By Ellen M. Gilmer | 04/29/2019 04:22 PM EDT

The biggest environmental case on the Supreme Court’s docket in years might not happen after all. Earthjustice has made a settlement offer to Maui County, Hawaii, in closely watched litigation over the scope of the Clean Water Act.

Maui County, Hawaii, wastewater treatment facilities at issue in Supreme Court litigation.

Maui County, Hawaii, wastewater treatment facilities at issue in Supreme Court litigation. Warren Gretz/National Renewable Energy Laboratory

The biggest environmental case on the Supreme Court’s docket in years might not happen after all.

Earthjustice confirmed to E&E News today that it made a settlement offer last week to Maui County in closely watched litigation over the scope of the Clean Water Act.

"I think, as in all things settlements, nothing’s happened until it happens," attorney David Henkin said. "We certainly have been trying to work with the county since 2008, since four years before we brought the litigation, to try and get the county to focus on addressing the harm to the environment."

Advertisement

At issue in the case is Maui County’s process of pumping wastewater into underground injection wells, where the waste can migrate into groundwater and land in the Pacific Ocean. Hawai’i Wildlife Fund and other local environmental groups represented by Earthjustice sued the county in 2012 for operating the wells without Clean Water Act permits to account for the ocean impacts.

The question for the court: Does the Clean Water Act apply to pollution that moves through groundwater before reaching a federally regulated waterway? The answer affects everything from wastewater wells and coal ash ponds to pipeline ruptures and sewer systems.

Different federal courts and administrations have disagreed about the Clean Water Act’s proper scope to such groundwater discharges (Greenwire, Dec. 4, 2018).

If Maui County and environmental groups settle their case, the Supreme Court appeal will disappear — resolving the Hawaii issue but injecting further uncertainty into the national debate.

The settlement talks arise after County Council Chairwoman Kelly King last week signaled support for settling the case and proposed a resolution directing county officials to send all settlement offers to the council for an up-or-down vote, according to The Maui News.

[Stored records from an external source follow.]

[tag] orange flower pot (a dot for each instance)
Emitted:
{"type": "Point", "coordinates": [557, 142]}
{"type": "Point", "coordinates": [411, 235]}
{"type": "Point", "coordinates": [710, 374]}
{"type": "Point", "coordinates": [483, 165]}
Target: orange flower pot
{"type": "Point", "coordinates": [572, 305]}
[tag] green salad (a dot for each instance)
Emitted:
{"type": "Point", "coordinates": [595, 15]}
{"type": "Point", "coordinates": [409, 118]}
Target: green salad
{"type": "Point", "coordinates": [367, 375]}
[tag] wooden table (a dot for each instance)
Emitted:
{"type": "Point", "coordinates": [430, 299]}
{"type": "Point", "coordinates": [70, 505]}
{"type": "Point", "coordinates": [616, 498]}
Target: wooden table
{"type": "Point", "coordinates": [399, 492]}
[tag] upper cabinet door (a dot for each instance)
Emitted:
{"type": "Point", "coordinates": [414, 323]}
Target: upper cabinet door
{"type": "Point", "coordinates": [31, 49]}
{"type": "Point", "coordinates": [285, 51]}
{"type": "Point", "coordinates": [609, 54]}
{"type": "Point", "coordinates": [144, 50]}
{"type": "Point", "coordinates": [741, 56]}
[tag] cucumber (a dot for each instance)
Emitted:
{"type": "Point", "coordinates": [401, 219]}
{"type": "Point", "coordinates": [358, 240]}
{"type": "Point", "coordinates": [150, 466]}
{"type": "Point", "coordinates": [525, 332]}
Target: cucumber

The resolution has been sent to a committee and could be considered by the full council, along with the settlement offer, in June.

King and the office of Maui Mayor Michael Victorino did not respond to requests for comment this afternoon.

Henkin, the Earthjustice lawyer, said the environmental groups involved in the case have made several efforts to settle it, including years of failed negotiations before they filed suit in 2012. He said the groups are "very open to resolving" the case but noted he’s still busy preparing for oral arguments in the case this far.

"We are far from having any chickens hatching, so we’re not going to count them yet," he said.

Dismissal of the Maui appeal at the Supreme Court would leave many Clean Water Act questions unanswered. It’s unclear whether the high court would elevate a petition raising similar questions in different contexts. A case involving surface water pollution via groundwater from a gasoline pipeline rupture is currently on the court’s back burner, as is a case involving a leaky coal ash impoundment in Tennessee (Greenwire, April 18).

The court could opt to take up one of those disputes to resolve the broader groundwater discharge question. Or it could reject those petitions and take up a different case later.

"The existence of other cases addressing this question means that, in all likelihood, it would only be a matter of time before the groundwater-conduit question returns to the Court," Case Western Reserve University law professor Jonathan Adler wrote in a blog post today.

EPA earlier this month made waves when it unveiled a new interpretation of the Clean Water Act establishing that the law never applies to pollution that travels through groundwater, no matter where it ends up (Greenwire, April 16).

The agency may later finalize that policy through a full notice-and-comment rulemaking process, which could trigger separate legal challenges.